Так что, если трезво рассудить, ей нечего ждать ни от Антона, ни от Роберта даже простой открытки, присланной через Красный Крест. Но как бы трезво ни рассуждала голова, сердце знать ничего не желает. Сердцу хочется получить хотя бы короткий рождественский привет — пусть всего три-четыре слова, хотя бы от одного из сыновей, а если честно признаться — от каждого по толстому письму. Да уж где там…
Матушка Каливодова только собиралась горестно вздохнуть, как ее отвлек скрип двери. Кто-то вошел в сторожку. Она узнала тяжелую, шаркающую походку брата.

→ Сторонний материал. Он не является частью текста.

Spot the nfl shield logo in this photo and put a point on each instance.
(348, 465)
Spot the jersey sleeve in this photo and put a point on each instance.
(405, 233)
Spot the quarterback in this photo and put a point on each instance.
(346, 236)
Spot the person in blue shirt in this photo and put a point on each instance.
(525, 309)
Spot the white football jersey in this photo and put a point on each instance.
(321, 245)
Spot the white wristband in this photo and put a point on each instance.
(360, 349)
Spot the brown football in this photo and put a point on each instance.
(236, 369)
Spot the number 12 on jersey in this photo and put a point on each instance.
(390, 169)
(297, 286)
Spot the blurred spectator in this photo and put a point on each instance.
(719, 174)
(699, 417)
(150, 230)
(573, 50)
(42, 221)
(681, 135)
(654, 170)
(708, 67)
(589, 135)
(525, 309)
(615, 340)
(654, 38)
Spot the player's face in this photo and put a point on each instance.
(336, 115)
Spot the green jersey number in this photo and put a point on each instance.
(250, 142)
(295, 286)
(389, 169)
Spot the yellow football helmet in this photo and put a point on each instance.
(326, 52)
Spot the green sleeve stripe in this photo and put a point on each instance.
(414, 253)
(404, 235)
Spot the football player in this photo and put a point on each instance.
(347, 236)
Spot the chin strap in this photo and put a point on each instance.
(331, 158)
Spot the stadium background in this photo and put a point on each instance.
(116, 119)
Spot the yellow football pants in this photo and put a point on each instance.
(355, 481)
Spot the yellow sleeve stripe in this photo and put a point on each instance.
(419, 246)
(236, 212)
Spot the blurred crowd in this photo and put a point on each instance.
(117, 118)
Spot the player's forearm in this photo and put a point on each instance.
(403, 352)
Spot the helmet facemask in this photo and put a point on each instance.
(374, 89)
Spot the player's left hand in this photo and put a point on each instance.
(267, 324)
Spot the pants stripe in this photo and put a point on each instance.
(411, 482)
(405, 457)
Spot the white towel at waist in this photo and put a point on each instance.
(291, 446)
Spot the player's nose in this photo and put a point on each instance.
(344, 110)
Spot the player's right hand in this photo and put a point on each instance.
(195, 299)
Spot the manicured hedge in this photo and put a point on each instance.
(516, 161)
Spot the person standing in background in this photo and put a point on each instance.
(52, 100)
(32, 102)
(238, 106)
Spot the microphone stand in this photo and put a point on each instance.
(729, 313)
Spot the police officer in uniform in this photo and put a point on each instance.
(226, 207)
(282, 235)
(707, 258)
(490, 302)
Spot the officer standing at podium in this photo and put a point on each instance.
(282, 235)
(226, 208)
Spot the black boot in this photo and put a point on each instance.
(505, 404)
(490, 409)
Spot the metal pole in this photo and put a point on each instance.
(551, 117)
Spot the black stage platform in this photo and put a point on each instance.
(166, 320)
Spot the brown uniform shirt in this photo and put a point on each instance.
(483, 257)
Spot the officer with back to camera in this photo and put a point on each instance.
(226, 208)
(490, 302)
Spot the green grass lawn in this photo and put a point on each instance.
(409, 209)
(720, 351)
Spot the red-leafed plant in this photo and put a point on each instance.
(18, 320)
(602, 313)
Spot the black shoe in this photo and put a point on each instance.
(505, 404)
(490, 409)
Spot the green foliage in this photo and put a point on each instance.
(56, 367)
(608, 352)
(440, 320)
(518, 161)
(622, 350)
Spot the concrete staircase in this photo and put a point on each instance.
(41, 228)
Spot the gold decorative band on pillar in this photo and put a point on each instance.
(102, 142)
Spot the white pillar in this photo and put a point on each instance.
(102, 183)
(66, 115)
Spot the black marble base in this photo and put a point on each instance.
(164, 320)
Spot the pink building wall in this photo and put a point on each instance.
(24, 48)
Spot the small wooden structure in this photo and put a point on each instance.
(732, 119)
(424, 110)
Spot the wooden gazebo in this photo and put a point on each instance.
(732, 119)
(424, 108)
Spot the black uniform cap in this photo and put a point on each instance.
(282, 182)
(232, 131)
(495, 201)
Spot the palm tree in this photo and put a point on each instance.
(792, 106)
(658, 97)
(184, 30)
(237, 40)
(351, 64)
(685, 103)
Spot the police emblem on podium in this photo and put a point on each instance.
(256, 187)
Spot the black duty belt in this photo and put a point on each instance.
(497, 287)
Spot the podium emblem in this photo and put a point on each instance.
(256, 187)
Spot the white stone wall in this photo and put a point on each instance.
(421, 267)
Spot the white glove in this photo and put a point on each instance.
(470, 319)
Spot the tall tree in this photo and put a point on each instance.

— Яро? — окликнула она, но Паливец не отвечал. Будто не слыша, он неуклюже топал по сторожке. Судя по доходившей до нее возне, сопровождаемой бранью, он, в-ожидании метели, одевался как можно теплее для вечернего обхода. Но вот он направился к кухонной двери. И тут же, должно быть передумав, опять куда-то отошел.
— Яро? — снова позвала матушка Каливодова и, так как он по-прежнему молчал, крикнула громче: — Яро!
Вместо ответа послышалось неясное бормотание.
— Ты его освежевал?
Опять он что-то бормочет, но вот кухонная дверь распахнулась, и на пороге показалась невыразимо комичная фигура. Паливец напялил на себя — одну на другую — две теплых шинели и застегнул их на все пуговицы, а голову поверх ушанки обмотал шерстяной шалью. Этот чудной наряд, а также тупой взгляд тусклых, обведенных темными кругами глаз, седая щетина на подбородке и особенно плаксивое, вечно недовольное выражение увядшего рта, сморщенного наподобие колбасной горбушки, отнюдь не красили Паливца, и он казался старше сестры, хоть был моложе.
— Что ты ко мне привязалась? Мне на обход пора! В такую погоду, того и гляди, шпалу утащат… — Паливец потерял все зубы и сильно шепелявил. Он нетерпеливо помахивал варежками. — Ну, я пошел!
— Сперва скажи: ты его освежевал?
— Освежевал? — И Паливец замигал глазами, всем своим видом выражая недоумение.